Reorienting herself, she glanced down at the dirt floor around her and found the book she’d been working with, along with the writing instrument, sat askew near her dark wool dress hem and she sighed, bending to retrieve it. But as she scooped it up, the tent flap blew open and Will rushed in.
“Brrr! It’s gettin’ downright chilly out there!”
Ada snorted as she searched for the page she’d been at before she’d dropped it. “It is November, after all.”
“Yes, well, that is true. But we are in the South. They’re not to get as brisk as we’re used to up North, and, well,” he shrugged. “I’d gotten used to it being warmer now.”
“Oh, so now you consider yourself a Southerner?” She couldn’t resist the urge to tease him, but she buried her nose in the supply book to hide the smile that threatened.
“Hardly.
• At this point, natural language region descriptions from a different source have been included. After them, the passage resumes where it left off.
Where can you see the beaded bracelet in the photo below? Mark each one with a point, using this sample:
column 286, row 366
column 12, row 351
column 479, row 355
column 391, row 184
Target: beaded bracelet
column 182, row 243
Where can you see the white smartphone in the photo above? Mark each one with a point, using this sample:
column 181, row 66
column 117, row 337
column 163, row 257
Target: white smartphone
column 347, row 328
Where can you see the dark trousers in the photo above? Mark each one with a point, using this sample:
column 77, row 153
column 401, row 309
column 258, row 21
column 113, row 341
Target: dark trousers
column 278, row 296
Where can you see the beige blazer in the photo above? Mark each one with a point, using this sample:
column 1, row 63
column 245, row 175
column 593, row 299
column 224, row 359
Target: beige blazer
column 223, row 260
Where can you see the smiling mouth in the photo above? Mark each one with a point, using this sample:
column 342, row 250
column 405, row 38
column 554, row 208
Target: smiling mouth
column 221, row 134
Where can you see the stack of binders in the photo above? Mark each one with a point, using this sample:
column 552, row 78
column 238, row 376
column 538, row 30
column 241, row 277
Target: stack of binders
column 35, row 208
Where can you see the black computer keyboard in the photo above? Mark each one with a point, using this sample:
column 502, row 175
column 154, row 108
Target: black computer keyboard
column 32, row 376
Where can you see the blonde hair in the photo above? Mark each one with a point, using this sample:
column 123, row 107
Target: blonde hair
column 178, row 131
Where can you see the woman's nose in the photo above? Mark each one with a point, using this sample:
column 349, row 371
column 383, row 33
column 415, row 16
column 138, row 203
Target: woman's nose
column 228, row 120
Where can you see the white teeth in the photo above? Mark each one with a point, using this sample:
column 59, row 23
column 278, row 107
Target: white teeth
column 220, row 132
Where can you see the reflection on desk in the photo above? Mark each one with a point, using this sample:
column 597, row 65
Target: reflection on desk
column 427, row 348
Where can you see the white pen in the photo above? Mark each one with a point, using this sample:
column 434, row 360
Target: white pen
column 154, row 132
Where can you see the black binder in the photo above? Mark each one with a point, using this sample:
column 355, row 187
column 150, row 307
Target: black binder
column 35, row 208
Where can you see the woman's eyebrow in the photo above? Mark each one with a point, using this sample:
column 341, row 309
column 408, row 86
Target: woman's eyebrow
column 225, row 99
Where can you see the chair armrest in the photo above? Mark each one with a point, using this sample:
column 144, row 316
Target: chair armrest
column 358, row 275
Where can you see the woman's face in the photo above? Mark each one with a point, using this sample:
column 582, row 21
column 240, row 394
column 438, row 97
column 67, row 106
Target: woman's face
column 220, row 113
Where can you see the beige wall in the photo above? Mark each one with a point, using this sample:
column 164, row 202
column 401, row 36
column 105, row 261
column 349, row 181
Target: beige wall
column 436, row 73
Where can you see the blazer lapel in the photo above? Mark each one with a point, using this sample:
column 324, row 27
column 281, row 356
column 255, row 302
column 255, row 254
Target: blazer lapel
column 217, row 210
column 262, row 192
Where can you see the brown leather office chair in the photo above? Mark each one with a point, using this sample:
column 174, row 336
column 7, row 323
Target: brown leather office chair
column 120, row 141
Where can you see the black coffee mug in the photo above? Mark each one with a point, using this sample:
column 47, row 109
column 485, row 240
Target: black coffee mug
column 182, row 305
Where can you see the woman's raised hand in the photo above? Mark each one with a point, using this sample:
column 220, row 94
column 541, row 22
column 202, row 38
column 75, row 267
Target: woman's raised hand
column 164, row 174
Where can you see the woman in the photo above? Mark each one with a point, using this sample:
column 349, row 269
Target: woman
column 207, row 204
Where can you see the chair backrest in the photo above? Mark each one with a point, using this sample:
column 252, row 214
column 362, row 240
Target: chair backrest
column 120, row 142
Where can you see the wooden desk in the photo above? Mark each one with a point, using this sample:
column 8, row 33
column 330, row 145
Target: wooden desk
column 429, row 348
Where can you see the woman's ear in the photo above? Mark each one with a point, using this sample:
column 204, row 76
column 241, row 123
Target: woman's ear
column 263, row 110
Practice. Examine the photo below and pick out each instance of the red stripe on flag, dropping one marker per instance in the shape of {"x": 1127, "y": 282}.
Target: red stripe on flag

I’m a Union man, through and through!”
The laugh escaped despite herself. “I see, well, good. I doubt your parents would wish to lose you to the dying cause, as it were.”
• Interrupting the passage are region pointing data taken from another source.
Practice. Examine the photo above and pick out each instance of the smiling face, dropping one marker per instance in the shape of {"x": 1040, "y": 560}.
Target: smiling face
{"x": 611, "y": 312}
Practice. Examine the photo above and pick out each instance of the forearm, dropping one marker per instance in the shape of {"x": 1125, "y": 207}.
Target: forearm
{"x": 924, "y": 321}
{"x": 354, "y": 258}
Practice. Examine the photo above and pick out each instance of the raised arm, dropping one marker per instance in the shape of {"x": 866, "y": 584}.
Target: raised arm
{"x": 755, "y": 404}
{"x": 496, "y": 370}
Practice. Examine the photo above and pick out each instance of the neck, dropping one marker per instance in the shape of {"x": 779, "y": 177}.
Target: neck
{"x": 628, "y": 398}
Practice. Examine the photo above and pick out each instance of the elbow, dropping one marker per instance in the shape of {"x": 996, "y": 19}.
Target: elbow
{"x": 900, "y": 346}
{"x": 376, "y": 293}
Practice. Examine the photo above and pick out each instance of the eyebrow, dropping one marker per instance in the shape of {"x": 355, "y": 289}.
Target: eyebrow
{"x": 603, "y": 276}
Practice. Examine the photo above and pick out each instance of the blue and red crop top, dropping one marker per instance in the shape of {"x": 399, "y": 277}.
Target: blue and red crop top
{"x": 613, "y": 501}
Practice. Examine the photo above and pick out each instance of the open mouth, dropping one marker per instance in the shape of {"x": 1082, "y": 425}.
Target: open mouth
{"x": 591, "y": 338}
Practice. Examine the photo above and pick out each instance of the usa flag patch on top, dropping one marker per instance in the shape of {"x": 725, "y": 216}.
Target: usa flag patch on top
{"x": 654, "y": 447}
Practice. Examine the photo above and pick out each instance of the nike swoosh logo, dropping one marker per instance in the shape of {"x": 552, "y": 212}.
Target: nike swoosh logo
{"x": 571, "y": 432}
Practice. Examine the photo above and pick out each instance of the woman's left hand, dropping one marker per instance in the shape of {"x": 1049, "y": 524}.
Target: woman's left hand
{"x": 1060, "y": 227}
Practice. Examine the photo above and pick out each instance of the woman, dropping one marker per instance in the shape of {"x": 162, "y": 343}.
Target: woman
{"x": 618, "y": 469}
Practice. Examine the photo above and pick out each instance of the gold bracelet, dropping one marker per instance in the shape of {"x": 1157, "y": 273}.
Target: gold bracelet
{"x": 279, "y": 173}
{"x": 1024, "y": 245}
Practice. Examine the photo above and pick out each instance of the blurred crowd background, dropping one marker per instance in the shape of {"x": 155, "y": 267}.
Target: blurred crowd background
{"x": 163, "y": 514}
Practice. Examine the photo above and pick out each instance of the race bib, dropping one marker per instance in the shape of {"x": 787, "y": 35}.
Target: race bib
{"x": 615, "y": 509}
Will stood quiet, and that let her know she’d won the argument. He was never good at admitting defeat.
“What task have you set for yourself?” He peered down at the pages.
“My job, that’s what I’m doing,” she complained, more angry with herself for allowing her time to be spent this way over tending patients. “Have you finished going over your patients?”
“Did that before the noontime sun. But you’ve resorted to supplies?”
“At the request of Surgeon Letterman,” she stated, bringing her seat straighter, shoulders back.
“Yes, well perhaps as well,” Will started. “Word has it that General Meade has another attack in order.”
“Another? The wounded here have not yet recovered.” The thought of another march and more wounded made her head spin. “The longer the line he creates, the harder it’ll be to care for them.”
“We’ll have to pray for the best, then.” He went to the surgeon kits and eyed the four sitting on the chest. Selecting one,
he pulled and opened it.
“What do you think you are doing?” Ada asked, crossing her arms. She’d just inventoried those kits and wasn’t about to let him rummage through them, no matter how close a friend he was.
“I’m heading along with the corps, as medical stop one.” He yanked another satchel, one used by the hospital stewards, which held medicine and supplies.
“You?” She had to bite back the jealousy that threatened. “Since when did you get such preference?”
“Tsk, tsk, love,” he corrected. “I’d say that green monster in you is pushing at the gates.”
“You’ll be there, at the front lines! Its—” She hated it, because he knew her that well. “Its dangerous out there. And you’ll be pressured to do too much, or too little. You know the results of that.” Curbing in her envy was harder than she imagined. As a way to control it, she flattened her palms against her skirt and waited.
“Yes, Ada, you are correct. But perhaps, with my knowledge of that, I’ll put a stop to that mismanaging.”
The nerve in her jawline, just left of her lips, twitched, like it did when she held herself back. The words to put him in place, to remind him she was better at medicine than him, came rushing to her and as she stepped closer, wound up to spin, he gave her a shake of his head.
“Ada, don’t—”
“Miss Lorrance, Dr. Waxler…oh, my, pardon me!”
Ada’s heart stopped for a second. Maybelle James, another nurse, had rounded the corner of the tent, turning past the crates to find her and Will inches apart. Too close for professionals, but not for soldiers who knew each other well. The flash of surprise in Maybelle eyes told Ada the woman obviously considered them in a tryst and it took all the energy she had not to snap. Her heart was already taken, and not by Will.
“It’s all fine, Miss James. You were saying Dr. Waxler has?” She unclenched her hands that had fisted.